Last month Sweden’s central bank lowered its bank lending rate. From -0.35% to -0.50%. The Eurozone and Japan are also in negative territory. Swiss rates have been below -0.50% for a while. It turns out that banks will pay central banks a percentage fee for holding their electronic cash. As I understand it, storing physical cash is expensive. It’s not so expensive that the market would support rates of -3.0% (my WAG), but apparently -0.50% is ok.
The US’s Federal Reserve won’t rule out such a policy, but doesn’t plan on it either. Legalities have to be sorted out. Also we’re in recovery.
Naturally, low rates get passed on to consumers: I understand that Swiss banks pay negative rates, but I am not sure.
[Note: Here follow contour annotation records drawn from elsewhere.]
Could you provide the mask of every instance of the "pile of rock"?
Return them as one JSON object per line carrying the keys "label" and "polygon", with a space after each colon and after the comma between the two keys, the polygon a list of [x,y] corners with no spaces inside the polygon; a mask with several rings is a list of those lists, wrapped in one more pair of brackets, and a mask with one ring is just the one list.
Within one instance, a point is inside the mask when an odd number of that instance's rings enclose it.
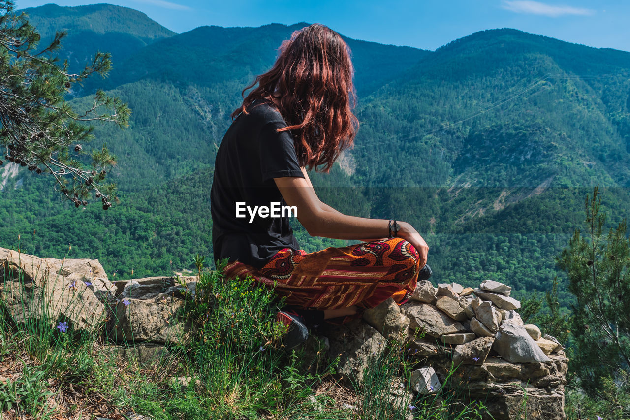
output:
{"label": "pile of rock", "polygon": [[[516,312],[520,302],[510,297],[511,292],[509,286],[493,280],[483,281],[477,289],[457,283],[440,284],[436,288],[425,280],[411,296],[413,301],[401,311],[410,318],[412,329],[456,345],[456,365],[483,365],[491,346],[509,362],[549,361],[547,356],[562,350],[562,346],[550,335],[543,337],[536,325],[523,324]],[[492,339],[478,340],[484,337]]]}
{"label": "pile of rock", "polygon": [[[0,298],[16,322],[62,320],[81,330],[108,320],[110,337],[125,345],[105,350],[145,366],[168,354],[165,344],[188,339],[181,311],[186,296],[195,293],[195,279],[110,281],[96,260],[38,258],[0,248]],[[408,303],[399,306],[390,298],[365,311],[362,320],[331,327],[326,347],[339,357],[338,371],[360,383],[370,361],[392,342],[404,343],[418,366],[410,384],[416,394],[450,389],[456,378],[465,390],[461,397],[484,402],[488,418],[520,418],[526,394],[527,418],[563,419],[568,361],[556,339],[523,325],[511,291],[490,280],[476,289],[421,281]],[[409,405],[414,395],[406,389],[401,380],[392,383],[392,404]]]}
{"label": "pile of rock", "polygon": [[555,338],[524,325],[511,291],[491,280],[475,289],[419,282],[410,302],[399,307],[390,298],[366,311],[369,325],[355,322],[331,332],[331,351],[341,353],[338,370],[360,382],[364,361],[396,339],[407,342],[420,367],[411,378],[416,394],[455,386],[466,399],[484,402],[488,418],[520,418],[526,411],[529,419],[563,419],[568,360]]}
In the US those with lowish balances pay monthly fees on zero interest rate checking accounts, so there’s nothing stopping them from charging per dollar deposited AFAIK.
I say the central banks are grasping at straws. It’s time to stop the Chinese water torture and plan a helicopter drop. As a joke, that means dropping cash out of helicopters. As a not-joke it means increasing the money supply by simply writing a check out to every citizen. And keep writing checks until you hit some sort of benchmark such as -yes- 3% core inflation. Call it a tax cut if that floats your boat. Issue new bonds and have the central bank purchase them.
The US had inflation higher than 3% prior to 1997 and there were no complaints. From 1985-1991 core inflation fluctuated in the 4-6% range, and there were… very few complaints. Under Nixon, core inflation hit 7% in 1970 and double digits after 1974. It didn’t come under control until Carter appointed Paul Volcker to head the Federal Reserve in October 1979. I’m not calling for a return to double digits. Again: 3%. Because enough is enough: it’s time to stop screwing around. Also, if you have an infrastructure deficit, spend money on that. Core inflation chart: https://research.stlouisfed.org/fred2/series/CORESTICKM159SFRBATL
What if they overshoot? What if they hit 5% or 6% core inflation? Well, so what? Central banks know how to get inflation down. Raise overnight interest rates so that they are 2-3% above the inflation rate. That can involve recession if they do it too rapidly. But the worst case scenarios are superior to another lost decade. And I don’t think they have to happen anyway.
This will require legislative action and coordination across branches of government. I call upon world leaders of the developed world to put down their donuts and start making phone calls. Also, ignore the views of inflation hysterics with awful track records. I call upon the world’s citizenry to point and laugh at them, starting with this message board (in a GD-worthy manner of course). It’s for the good of the world.